行政のやること

五月晦日(木)晴後陰
紫陽花の花がすでに色づき始めてゐる。暑くなつて朝は止めたものの、帰路には大船から家まで歩くのを続けてゐる。其の路程の半分を占めるいたち川沿ひの道には割あひに多くの草花や樹木が植ゑられてゐて、通勤散歩者の目を愉しませてくれる。いたち川は護岸こそしてあるが、歩道から川面近くに降りられるやうになつてをり、水辺には雑草や樹木も生ひ繁り、ところどころに桐や柳の木が水面にその影を映してゐる。柳は春になるといち早く若緑を見せてくれるので、余は毎年新緑を心待ちにしてゐる。

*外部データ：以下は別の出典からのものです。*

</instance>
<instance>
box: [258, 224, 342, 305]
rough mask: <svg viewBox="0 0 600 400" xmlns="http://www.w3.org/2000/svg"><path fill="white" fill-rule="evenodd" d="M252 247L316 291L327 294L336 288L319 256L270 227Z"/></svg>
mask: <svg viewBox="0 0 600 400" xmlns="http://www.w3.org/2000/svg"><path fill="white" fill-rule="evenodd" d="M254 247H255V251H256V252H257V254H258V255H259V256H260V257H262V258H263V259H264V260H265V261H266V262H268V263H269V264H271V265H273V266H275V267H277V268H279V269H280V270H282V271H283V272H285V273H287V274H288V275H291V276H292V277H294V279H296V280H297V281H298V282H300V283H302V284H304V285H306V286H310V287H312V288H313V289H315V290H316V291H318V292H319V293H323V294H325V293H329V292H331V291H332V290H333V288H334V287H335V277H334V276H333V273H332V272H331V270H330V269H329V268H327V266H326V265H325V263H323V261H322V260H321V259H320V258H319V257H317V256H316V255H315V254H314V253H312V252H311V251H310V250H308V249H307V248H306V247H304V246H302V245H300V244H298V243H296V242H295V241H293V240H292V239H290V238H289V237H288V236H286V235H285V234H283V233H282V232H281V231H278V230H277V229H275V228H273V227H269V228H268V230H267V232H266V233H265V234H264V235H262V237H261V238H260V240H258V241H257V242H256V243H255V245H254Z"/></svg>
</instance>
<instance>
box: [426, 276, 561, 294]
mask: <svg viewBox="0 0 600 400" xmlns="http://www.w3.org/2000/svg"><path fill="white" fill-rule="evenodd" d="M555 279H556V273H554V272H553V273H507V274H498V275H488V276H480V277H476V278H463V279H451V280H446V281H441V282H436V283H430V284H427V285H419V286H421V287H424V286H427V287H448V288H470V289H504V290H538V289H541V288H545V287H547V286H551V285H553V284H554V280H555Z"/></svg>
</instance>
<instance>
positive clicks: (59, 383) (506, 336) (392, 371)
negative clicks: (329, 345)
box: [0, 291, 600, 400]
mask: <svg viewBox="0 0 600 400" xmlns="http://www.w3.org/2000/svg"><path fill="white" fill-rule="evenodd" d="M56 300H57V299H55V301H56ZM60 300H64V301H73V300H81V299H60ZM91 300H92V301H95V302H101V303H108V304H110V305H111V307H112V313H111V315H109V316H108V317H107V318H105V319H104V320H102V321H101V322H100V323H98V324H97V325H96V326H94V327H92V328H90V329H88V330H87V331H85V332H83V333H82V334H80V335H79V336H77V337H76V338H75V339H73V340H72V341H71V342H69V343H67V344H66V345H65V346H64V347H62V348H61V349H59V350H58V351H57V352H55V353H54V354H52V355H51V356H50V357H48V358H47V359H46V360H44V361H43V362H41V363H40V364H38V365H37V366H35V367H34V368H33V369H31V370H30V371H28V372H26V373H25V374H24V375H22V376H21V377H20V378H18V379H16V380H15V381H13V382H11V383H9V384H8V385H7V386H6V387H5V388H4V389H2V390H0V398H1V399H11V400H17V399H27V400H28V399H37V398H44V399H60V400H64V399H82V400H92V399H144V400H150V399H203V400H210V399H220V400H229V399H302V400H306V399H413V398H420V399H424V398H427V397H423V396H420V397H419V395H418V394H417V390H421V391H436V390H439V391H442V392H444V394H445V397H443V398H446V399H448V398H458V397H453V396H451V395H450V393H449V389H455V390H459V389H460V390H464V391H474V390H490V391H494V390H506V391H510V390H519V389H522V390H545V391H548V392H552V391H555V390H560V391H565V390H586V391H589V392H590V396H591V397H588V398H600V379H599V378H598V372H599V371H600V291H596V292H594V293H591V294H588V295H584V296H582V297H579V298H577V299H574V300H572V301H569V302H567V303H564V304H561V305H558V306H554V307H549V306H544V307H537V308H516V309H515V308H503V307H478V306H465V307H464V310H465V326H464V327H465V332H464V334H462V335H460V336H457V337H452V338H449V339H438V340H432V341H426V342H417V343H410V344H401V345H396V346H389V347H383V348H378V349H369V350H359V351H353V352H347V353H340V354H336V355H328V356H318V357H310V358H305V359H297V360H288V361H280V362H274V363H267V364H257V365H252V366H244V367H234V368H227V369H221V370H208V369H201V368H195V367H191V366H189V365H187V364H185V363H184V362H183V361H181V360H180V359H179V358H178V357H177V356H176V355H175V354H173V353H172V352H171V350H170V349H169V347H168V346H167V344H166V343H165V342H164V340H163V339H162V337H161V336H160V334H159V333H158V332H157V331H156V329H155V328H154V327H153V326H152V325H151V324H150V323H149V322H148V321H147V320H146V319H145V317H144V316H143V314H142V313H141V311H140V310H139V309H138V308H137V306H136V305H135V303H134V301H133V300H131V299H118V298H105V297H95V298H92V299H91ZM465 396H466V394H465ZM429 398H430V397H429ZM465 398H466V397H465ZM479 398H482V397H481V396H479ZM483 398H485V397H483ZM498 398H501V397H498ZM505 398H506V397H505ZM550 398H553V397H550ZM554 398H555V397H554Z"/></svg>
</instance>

ところが、である。或る日それなりに大きく姿形の整つた柳の木が、幹からばつさりと伐られて無惨な姿になつてゐたのである。桐の木もようやく咲き始めた花もろとも酷い姿にされてしまつた。恐らく、川を管理する横浜市栄区の仕業であらう。昨年にも駅前に続く見事な銀杏並木が丸坊主にされ、川沿ひの染井吉野までもが無残に枝を伐り取られ、今年の春は桜の花もめつきり減つてしまつたのである。

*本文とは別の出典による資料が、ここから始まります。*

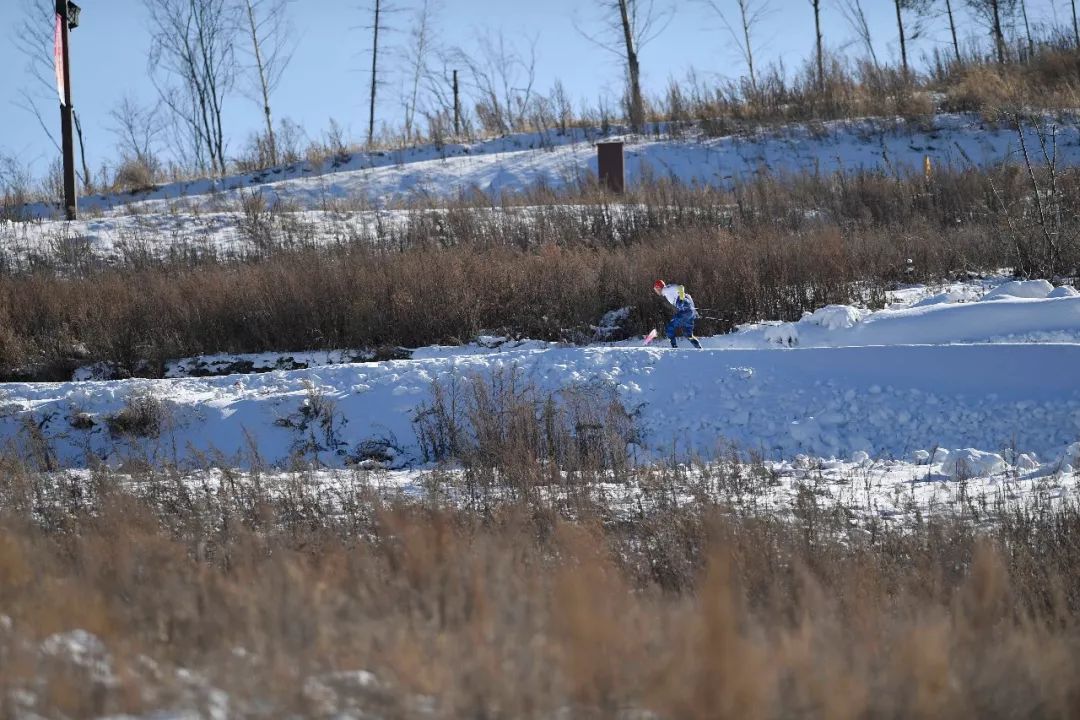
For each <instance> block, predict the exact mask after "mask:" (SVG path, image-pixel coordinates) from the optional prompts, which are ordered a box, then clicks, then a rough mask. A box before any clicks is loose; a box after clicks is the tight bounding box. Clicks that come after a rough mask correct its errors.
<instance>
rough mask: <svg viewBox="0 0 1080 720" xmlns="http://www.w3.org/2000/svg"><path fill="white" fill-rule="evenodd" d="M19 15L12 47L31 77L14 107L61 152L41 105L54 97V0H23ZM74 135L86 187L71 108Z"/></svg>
mask: <svg viewBox="0 0 1080 720" xmlns="http://www.w3.org/2000/svg"><path fill="white" fill-rule="evenodd" d="M21 11H22V18H21V19H19V22H18V23H17V24H16V25H15V27H14V28H13V29H12V33H11V41H12V46H14V47H15V50H16V51H17V52H18V54H19V55H22V56H23V57H24V58H25V59H26V66H25V70H26V73H27V76H28V77H29V78H30V80H31V83H30V85H29V86H23V87H21V89H19V90H18V95H17V99H15V100H13V103H14V105H15V107H17V108H19V109H22V110H24V111H26V112H28V113H29V114H31V116H33V118H35V119H36V120H37V121H38V125H39V126H40V127H41V130H42V131H43V132H44V134H45V136H46V137H49V140H50V142H52V144H53V146H54V147H55V148H56V150H57V152H59V151H60V146H59V142H58V141H57V139H56V134H55V132H54V128H53V125H52V124H51V123H50V122H49V121H46V116H45V113H44V112H43V110H42V108H43V107H46V106H48V105H49V103H52V101H54V100H56V90H57V89H56V79H55V78H56V73H55V68H54V67H53V63H54V58H53V31H54V28H55V22H56V3H55V0H22V8H21ZM71 114H72V118H73V119H75V127H76V137H77V138H78V139H79V157H80V160H81V164H82V173H81V175H82V177H81V180H82V185H83V188H86V189H89V188H90V184H91V174H90V166H89V165H87V164H86V144H85V140H84V138H83V133H82V122H81V121H80V120H79V114H78V113H77V112H76V111H75V109H73V108H72V110H71Z"/></svg>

枝や葉が余りに歩道に張り出すのは、確かに通行の邪魔にもなるし、川面に近い大木が増水で倒れでもすれば洪水を引き起こしかねないから、或る程度剪枝するのは理解できないことではない。しかし、それにしても枝の伐り方に植物愛護の気持ちが感じられないばかりか、とにかく美的なセンスをまるで働かせてゐないのは驚くばかりである。命じられたまま、雑に乱暴に枝や幹を切断した様は、正に蹂躙、ないし凌辱といふ言葉が相応しい。目にする度痛ましく、また腹立たしく思はれる事此の上ない。行政がやることは萬事が萬事此の調子だから嫌になるのである。いくら植物は強いといつても、来年の早春の柳の新芽を見る頃にも、依然として無惨なままであらう。役人と警察官は何にせよ余の忌み嫌ふものではあるが、それにしても腹立たしいことである。